Rain sat on the exact centre of her picnic blanket. She had spent the last year under her hoodie, and, whenever possible, nodding or shaking her head rather than speaking. But this was her birthday. Rain smiled when strangers approached her to ask about the battleaxe. “It’s a Halbarren Double-bladed Dragon-mage Axe, limited edition,” she told them. “What’s your name?”
             “Paul Weiss.”
             “a-e-i-l-p-s-s-u-w”
             “Jeffery Snider.”
             “a-d-e-e-e-f-f-i-j-r-r-s-y.”
             “Melinda Ng”
             “a-d-e-g-i-l-m-n-n.”
             “That’s amazing,” they all said. “Can you do whole sentences?”
             “a-c-c-c-d-e-e-e-e-h-l-n-n-n-o-o-o-s-s-t-u-w-y?”
             Rain spoke with many people in the park. She even shared her banana muffins. The evening wind blew soft under her t-shirt. She opened her eyes as wide as possible to feel the wind around the edges of her eyeballs. The words of many strangers poured over her head and body.
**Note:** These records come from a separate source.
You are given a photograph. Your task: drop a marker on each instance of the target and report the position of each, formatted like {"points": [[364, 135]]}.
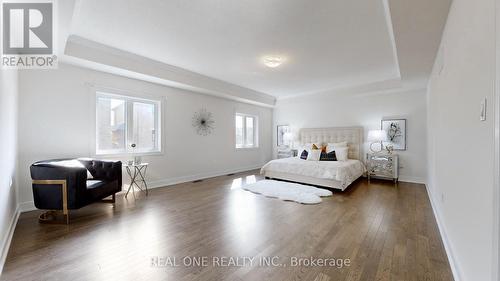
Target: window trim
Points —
{"points": [[255, 131], [129, 99]]}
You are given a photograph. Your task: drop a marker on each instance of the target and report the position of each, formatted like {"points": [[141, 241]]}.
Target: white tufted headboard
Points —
{"points": [[353, 136]]}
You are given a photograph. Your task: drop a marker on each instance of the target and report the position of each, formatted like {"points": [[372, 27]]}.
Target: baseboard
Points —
{"points": [[27, 206], [178, 180], [412, 179], [8, 239], [457, 274]]}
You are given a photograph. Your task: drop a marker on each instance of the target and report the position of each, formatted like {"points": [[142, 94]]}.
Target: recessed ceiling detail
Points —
{"points": [[273, 61], [213, 47], [333, 43]]}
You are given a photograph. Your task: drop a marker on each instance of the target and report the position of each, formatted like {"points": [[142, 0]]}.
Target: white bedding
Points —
{"points": [[343, 171]]}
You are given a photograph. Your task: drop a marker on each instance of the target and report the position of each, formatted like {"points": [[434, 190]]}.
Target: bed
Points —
{"points": [[332, 174]]}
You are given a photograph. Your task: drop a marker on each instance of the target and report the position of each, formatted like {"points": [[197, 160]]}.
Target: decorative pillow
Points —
{"points": [[303, 155], [342, 153], [332, 145], [314, 155], [89, 175], [331, 156]]}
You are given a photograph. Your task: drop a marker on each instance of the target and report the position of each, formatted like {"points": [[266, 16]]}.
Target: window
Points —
{"points": [[246, 131], [126, 125]]}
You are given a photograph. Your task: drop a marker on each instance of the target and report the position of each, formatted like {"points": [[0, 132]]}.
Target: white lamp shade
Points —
{"points": [[377, 135]]}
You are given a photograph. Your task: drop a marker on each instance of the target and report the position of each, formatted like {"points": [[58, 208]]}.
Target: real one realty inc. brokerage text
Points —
{"points": [[242, 261]]}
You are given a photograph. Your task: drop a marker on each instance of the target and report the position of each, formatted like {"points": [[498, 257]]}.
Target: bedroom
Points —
{"points": [[205, 129]]}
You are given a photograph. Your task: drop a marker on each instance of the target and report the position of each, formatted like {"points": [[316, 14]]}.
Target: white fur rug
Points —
{"points": [[287, 191]]}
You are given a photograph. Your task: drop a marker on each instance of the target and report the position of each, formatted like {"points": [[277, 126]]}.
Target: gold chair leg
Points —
{"points": [[43, 218], [51, 217], [112, 200]]}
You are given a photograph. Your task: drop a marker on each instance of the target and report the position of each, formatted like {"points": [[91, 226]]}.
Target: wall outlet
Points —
{"points": [[482, 114]]}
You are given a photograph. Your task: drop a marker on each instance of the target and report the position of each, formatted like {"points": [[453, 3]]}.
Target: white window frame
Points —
{"points": [[129, 102], [255, 131]]}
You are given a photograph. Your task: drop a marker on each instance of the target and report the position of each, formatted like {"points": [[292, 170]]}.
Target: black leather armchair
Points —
{"points": [[63, 184]]}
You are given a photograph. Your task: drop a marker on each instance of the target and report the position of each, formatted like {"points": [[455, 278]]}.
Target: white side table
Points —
{"points": [[137, 173], [383, 166]]}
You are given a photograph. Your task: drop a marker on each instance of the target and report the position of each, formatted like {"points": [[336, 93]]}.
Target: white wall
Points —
{"points": [[8, 149], [461, 148], [54, 121], [367, 111]]}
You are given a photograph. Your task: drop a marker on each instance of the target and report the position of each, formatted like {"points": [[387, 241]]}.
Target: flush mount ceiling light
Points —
{"points": [[273, 61]]}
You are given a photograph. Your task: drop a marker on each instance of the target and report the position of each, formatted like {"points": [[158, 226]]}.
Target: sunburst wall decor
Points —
{"points": [[203, 122]]}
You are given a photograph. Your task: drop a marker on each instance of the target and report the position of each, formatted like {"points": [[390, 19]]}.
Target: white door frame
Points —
{"points": [[496, 187]]}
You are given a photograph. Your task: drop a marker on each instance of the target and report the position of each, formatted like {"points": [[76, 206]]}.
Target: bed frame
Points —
{"points": [[354, 138]]}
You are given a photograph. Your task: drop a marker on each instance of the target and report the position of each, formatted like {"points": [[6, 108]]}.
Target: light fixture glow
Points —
{"points": [[273, 61]]}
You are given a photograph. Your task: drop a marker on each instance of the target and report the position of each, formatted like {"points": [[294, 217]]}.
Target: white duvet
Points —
{"points": [[343, 171]]}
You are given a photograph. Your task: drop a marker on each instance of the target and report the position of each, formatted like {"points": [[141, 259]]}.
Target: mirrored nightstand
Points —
{"points": [[383, 166], [286, 153]]}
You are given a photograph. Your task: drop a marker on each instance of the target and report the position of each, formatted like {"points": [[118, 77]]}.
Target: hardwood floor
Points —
{"points": [[386, 233]]}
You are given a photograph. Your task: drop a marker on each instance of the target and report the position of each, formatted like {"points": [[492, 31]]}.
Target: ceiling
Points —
{"points": [[328, 44]]}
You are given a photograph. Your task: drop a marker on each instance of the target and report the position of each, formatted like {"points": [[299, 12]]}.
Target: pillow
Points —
{"points": [[342, 153], [314, 155], [303, 155], [89, 175], [332, 145], [331, 156]]}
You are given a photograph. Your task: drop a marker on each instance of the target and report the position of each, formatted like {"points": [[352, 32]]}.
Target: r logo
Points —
{"points": [[27, 28]]}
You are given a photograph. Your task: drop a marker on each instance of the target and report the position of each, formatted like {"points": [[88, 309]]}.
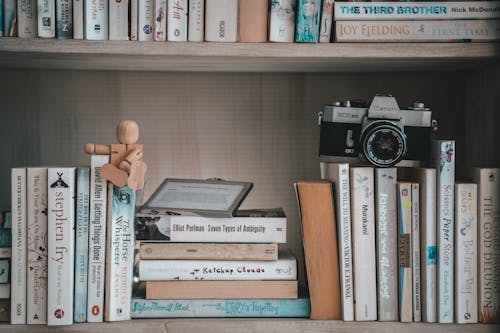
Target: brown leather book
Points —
{"points": [[320, 248]]}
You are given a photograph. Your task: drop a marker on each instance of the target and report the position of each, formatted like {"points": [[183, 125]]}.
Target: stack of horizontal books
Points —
{"points": [[192, 264]]}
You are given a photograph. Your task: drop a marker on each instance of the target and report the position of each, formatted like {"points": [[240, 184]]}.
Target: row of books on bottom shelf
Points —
{"points": [[414, 244]]}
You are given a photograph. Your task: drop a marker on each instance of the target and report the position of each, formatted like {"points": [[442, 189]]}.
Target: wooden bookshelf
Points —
{"points": [[243, 57], [251, 325]]}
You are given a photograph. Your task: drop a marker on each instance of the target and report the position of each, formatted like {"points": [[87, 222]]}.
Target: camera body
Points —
{"points": [[381, 134]]}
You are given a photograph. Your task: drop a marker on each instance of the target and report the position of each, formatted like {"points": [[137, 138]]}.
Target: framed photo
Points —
{"points": [[212, 197]]}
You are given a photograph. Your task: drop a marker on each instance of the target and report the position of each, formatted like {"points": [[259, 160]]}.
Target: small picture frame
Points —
{"points": [[211, 197]]}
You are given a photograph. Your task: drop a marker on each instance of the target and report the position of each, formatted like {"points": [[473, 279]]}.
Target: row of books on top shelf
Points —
{"points": [[72, 255], [193, 266], [303, 21], [414, 244], [5, 253]]}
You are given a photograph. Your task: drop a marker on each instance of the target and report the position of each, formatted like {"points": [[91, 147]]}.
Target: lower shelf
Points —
{"points": [[251, 325]]}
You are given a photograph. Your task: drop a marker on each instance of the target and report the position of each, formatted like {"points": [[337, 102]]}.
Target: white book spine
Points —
{"points": [[146, 20], [27, 26], [177, 20], [325, 26], [36, 303], [97, 239], [61, 245], [405, 252], [64, 19], [466, 309], [78, 26], [443, 155], [417, 31], [428, 248], [18, 271], [221, 20], [394, 10], [96, 19], [363, 235], [338, 173], [282, 21], [157, 270], [119, 252], [387, 243], [134, 16], [488, 180], [415, 248], [118, 19], [160, 33], [46, 18], [196, 21]]}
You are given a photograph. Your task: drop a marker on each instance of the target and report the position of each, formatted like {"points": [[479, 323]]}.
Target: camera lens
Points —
{"points": [[383, 143]]}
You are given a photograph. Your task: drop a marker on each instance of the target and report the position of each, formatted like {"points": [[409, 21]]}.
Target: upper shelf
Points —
{"points": [[243, 57]]}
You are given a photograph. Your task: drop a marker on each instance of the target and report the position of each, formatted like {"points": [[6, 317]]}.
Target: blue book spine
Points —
{"points": [[5, 238], [308, 18], [292, 308], [82, 244]]}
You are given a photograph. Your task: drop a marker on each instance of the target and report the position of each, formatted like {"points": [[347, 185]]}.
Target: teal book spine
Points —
{"points": [[292, 308], [308, 18], [81, 244]]}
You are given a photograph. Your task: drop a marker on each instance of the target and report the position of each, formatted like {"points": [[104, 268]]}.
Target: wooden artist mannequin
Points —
{"points": [[126, 166]]}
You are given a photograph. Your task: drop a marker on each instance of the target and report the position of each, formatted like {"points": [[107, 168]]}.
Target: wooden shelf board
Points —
{"points": [[281, 325], [243, 57]]}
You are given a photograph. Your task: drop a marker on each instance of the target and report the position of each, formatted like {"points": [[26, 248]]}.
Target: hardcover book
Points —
{"points": [[18, 271], [196, 21], [443, 158], [325, 27], [221, 289], [208, 251], [160, 33], [466, 287], [307, 24], [64, 19], [221, 20], [119, 252], [317, 215], [78, 26], [97, 239], [61, 245], [26, 18], [46, 19], [282, 21], [248, 226], [417, 31], [96, 19], [386, 223], [415, 250], [418, 10], [363, 243], [252, 21], [177, 20], [285, 268], [146, 20], [36, 293], [405, 252], [227, 308], [488, 181], [81, 243], [338, 174], [426, 178], [118, 19]]}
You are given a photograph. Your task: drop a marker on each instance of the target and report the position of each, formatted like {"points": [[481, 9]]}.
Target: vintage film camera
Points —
{"points": [[382, 134]]}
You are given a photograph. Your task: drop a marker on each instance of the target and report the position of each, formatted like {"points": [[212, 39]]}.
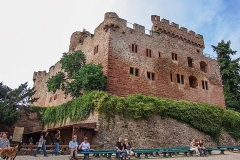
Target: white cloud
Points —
{"points": [[34, 34]]}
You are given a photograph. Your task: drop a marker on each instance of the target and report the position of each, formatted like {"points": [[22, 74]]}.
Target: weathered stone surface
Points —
{"points": [[114, 42], [154, 132]]}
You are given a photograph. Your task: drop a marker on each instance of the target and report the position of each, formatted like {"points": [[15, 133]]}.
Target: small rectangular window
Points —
{"points": [[134, 48], [153, 76], [136, 72], [95, 49], [178, 78], [174, 56], [206, 85], [182, 79], [148, 75], [148, 53], [190, 63], [131, 70], [203, 85]]}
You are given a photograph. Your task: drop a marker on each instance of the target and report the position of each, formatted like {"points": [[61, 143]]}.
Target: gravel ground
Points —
{"points": [[215, 156]]}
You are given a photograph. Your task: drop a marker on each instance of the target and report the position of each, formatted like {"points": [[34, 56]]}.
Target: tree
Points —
{"points": [[11, 100], [230, 74], [78, 77]]}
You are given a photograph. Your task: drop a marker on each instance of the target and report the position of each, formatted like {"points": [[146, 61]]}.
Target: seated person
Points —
{"points": [[193, 147], [85, 146], [4, 142], [120, 149], [201, 148], [128, 148], [73, 145]]}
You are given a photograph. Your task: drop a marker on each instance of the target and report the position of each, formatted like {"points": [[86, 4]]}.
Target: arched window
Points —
{"points": [[203, 66], [193, 82]]}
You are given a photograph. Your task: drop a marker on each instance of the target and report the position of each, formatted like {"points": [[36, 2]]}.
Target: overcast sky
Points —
{"points": [[35, 33]]}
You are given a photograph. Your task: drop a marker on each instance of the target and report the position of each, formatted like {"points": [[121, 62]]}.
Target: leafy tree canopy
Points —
{"points": [[230, 74], [11, 100], [78, 77]]}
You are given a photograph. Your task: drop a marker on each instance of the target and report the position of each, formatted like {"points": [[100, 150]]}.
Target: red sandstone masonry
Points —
{"points": [[114, 40]]}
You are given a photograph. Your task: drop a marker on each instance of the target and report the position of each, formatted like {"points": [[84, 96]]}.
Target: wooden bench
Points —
{"points": [[230, 148], [31, 147]]}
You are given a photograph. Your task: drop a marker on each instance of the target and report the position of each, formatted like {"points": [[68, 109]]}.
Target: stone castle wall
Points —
{"points": [[153, 132], [121, 58], [112, 46]]}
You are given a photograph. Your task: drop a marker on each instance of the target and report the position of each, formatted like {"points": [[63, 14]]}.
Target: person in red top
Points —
{"points": [[120, 149]]}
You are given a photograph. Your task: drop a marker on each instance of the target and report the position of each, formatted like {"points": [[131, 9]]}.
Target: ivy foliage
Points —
{"points": [[79, 77], [71, 63], [11, 100], [230, 74], [56, 82], [207, 118], [28, 110]]}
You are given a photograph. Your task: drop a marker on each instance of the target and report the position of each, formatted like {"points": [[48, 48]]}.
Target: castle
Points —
{"points": [[168, 62]]}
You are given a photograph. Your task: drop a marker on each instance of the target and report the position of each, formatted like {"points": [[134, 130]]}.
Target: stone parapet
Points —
{"points": [[173, 29]]}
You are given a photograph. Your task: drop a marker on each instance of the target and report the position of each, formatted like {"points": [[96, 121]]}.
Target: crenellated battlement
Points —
{"points": [[173, 29]]}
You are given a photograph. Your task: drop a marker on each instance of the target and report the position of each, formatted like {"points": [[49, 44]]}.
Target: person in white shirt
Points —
{"points": [[85, 147], [73, 147]]}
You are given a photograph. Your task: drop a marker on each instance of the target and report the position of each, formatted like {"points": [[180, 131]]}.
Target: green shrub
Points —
{"points": [[207, 118]]}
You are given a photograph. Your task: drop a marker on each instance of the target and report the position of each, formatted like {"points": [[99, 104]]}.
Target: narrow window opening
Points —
{"points": [[203, 85], [193, 82], [55, 97], [182, 79], [136, 72], [174, 56], [148, 53], [190, 62], [153, 76], [148, 75], [203, 66], [96, 49], [206, 85], [131, 70], [178, 78], [134, 48]]}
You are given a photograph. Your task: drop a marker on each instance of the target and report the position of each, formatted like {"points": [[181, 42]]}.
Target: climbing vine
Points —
{"points": [[34, 109], [207, 118]]}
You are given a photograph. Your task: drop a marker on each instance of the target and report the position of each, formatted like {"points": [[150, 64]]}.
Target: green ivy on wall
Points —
{"points": [[207, 118], [34, 109]]}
They seeped deep into her pores. They collected in cold pools in her shoes. When the sun set behind the blade of her battleaxe, Rain pulled the battleaxe out of the ground and began walking home.
             Rain had to cross the mall parking lot on her way home. The empty expanse of concrete shimmered with the last of the summer day’s heat. Exhausted from an evening of conversation, Rain crossed the parking lot, her head covered in a fleece hood, legs hot in the rising heat, and right hand grasping the battleaxe, the handle dragging across the concrete. Her shoulder and arm ached with the weight of the battleaxe. It felt like she was dragging the whole city behind her.
             She stared at the ground and thought about the coming year. She would make it through, she and her battleaxe. She would keep her head down and keep walking. “Keep walking,” she said out loud to herself. “a-e-e-g-i-k-k-l-n-p-w.” One foot after the other, one step of her daily routine after the other, she would keep doing things in order, spelling words in order, keep her hand to the wall and turn left at every option, and eventually something would change.